Dr. Ellatuvalapil Sreedharan

In India the Government projects are notorious for cost overruns and time overruns.

I don't think we can duplicate one metro exactly in another country, it's not worth attempting it.

Before you bring in congestion charges, the city must have a very efficient public transport system.

It was basically for the lower and middle class people that the Delhi metro was built. To attract the upper class people who own cars is rather difficult in the Indian situation today because cars are a sort of prestige symbol.

The metro has to be very efficient, very comfortable, quite safe and of course very reliable, and it must cover the whole city.

In India the government has taken a policy decision that all cities with more than 3 million population, to start with, will have a metro system in the next five to ten years time. Thereafter, even cities with more than one million should have a metro system.

A metro system cannot be justified purely on financial grounds, but it can be easily justified on socio-economic grounds.

Hugh Somerville

The aviation industry is perhaps the fastest growing source of greenhouse gas within the transport sector which is the fastest growing in its turn contributor to climate change.

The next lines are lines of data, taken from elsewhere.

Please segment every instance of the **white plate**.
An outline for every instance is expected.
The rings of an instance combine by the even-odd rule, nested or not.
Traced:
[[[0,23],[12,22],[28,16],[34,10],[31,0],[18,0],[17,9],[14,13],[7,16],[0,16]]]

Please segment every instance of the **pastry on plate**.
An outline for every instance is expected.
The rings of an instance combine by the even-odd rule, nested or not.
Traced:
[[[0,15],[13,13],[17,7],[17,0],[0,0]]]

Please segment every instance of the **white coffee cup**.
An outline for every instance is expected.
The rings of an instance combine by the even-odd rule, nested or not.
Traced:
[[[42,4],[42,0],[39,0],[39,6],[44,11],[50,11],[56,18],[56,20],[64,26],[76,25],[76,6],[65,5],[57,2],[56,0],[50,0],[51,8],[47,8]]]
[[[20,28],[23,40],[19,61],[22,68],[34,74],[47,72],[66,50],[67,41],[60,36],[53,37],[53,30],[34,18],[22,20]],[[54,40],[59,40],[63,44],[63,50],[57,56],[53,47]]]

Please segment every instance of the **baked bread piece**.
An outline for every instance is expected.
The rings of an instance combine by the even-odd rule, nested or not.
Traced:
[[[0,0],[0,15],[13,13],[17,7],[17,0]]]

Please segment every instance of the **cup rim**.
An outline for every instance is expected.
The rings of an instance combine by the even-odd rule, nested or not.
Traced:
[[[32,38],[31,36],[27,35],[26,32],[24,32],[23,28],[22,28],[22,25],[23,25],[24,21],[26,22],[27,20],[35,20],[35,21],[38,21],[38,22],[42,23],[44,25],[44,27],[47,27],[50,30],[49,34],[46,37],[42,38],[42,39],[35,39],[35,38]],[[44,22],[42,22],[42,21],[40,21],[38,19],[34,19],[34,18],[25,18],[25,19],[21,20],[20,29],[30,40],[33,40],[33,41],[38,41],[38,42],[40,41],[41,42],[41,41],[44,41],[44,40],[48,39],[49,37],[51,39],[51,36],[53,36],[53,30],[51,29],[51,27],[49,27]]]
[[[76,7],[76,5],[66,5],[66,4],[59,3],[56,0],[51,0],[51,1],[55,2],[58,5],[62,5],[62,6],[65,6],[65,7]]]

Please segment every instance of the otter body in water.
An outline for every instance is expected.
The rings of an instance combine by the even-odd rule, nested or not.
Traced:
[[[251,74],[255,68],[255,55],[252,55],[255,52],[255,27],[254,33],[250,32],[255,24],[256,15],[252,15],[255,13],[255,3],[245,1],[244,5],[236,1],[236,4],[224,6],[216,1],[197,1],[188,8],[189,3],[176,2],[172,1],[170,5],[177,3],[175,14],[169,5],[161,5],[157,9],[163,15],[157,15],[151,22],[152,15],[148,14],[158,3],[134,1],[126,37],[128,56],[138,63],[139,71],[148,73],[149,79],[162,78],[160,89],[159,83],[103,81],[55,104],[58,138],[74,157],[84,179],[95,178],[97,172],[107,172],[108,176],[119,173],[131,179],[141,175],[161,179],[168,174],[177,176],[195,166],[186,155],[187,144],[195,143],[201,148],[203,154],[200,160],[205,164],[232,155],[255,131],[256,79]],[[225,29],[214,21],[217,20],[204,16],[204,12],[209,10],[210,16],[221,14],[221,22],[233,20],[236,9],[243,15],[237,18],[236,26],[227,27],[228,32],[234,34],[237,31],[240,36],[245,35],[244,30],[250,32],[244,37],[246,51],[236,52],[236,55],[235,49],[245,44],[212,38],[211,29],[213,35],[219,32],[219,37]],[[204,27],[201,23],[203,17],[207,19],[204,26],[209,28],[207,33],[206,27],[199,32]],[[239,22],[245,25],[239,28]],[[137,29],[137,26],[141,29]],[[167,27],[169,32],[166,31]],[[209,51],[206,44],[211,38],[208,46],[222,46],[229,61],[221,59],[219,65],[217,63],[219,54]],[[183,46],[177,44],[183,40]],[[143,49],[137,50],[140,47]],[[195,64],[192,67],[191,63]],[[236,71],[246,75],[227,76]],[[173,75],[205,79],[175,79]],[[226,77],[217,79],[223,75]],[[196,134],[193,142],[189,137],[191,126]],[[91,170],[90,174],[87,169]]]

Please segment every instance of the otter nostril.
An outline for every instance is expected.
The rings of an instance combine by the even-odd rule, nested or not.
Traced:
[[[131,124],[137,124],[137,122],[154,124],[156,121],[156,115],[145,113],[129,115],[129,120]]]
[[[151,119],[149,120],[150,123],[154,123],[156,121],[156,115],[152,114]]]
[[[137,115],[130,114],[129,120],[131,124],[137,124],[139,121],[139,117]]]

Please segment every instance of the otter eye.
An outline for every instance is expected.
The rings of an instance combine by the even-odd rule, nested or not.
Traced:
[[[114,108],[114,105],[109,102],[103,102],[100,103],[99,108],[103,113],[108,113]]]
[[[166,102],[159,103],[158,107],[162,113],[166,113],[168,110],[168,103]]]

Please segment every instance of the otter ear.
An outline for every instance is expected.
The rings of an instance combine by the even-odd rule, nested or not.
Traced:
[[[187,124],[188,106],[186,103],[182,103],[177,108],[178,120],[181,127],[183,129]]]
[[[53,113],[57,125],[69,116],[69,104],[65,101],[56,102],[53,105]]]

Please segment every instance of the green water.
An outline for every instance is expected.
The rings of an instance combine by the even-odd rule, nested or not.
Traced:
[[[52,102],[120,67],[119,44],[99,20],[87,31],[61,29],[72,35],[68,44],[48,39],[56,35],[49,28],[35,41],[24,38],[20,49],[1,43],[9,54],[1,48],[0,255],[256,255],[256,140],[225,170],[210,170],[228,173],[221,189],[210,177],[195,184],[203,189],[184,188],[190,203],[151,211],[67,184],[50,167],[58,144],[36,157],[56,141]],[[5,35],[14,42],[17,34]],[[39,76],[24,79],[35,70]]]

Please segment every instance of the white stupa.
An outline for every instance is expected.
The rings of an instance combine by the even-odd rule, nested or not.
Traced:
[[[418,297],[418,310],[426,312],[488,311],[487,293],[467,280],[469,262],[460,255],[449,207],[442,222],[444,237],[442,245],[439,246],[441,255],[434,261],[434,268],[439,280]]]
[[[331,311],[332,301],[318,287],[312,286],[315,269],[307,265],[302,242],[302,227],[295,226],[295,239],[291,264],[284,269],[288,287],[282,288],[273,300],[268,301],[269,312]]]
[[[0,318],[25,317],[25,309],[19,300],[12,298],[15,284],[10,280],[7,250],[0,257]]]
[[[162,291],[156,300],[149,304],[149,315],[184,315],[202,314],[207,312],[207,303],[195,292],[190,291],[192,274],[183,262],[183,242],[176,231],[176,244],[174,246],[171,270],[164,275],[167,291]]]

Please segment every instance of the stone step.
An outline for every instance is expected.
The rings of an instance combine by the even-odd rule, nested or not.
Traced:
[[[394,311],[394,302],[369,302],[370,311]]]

Aviation faces particular difficulties because its affect on the climate is not the same as terrestrial sources because the emissions are emitted at cruise altitudes.

Some people have said that the effect of (aircraft-generated) cirrus cloud alone could be as great as that of the carbon dioxide that's emitted from industry.

The one measure that will contribute more in the medium term than anything else is emissions trading. That's a firm belief of a lot of people across the industry and it's something that we hope will happen in Europe by 2008.

It's a sad observation that most people when they embark on a journey by air, seem to throw their environmental credentials out the window.

A recent survey in the UK said that 80% of people like to recycle at home but only 20% of them want to recycle when they are on holiday.

Before the industrial revolution man was dependant on his own horse or wind and current to get around the world and apart from allegations that horse manure made the city centres very unpleasant in these times, there were no real environmental problems associated with it.

The aviation industry.......will need to be looking at things like emissions trading and maybe over ten, twenty, thirty, forty years, radical changes in technology perhaps even into hydrogen fuelled aircraft and things like that.

In flight re-fuelling on long haul flights would make aviation more efficient, even formation flying like geese could be possible because there are so many aircraft that fly across the Atlantic at any one time.

Taxes are very poor ways of improving environmental performance. The price of fuel for an aircraft has virtually doubled recently and it's had no effect on demand.

Adriana Lobo

We spend every day in transportation here in Mexico City, two and a half hours in average 10% of all our time is spent just trying to move

Two thousand or three thousand people a day in Mexico City are dying faster because of pollution.

We have to have transport systems that are designed for everybody

Walking was a very important activity for us to be healthy. When we were walking to work or walking to someplace we were healthy and today we do not move our bodies and we are getting fat and diabetes and other health problems.

Local transportation is said to be a public service by law and this is a very important concept, a very important duty of the state

Claudia Sheinbaum

Transportation is not only how people move from one place to another. It deals with many issues. It deals with the economy, with social issues, with the environment.

Some people approach subsidies as if they were the devil or something like that. "I don't want to talk about subsidies, I don't want to hear about subsidies!" When you have a population such as that of Mexico City where around 30% of the people live under the poverty line then you look at subsidies from a different perspective.

If you say build a metro and you will have the demand, this is not always true. You need to build a public transport system, and a public transport system is not just metro. It's metro and it's buses and it's probably taxis for some areas of the city.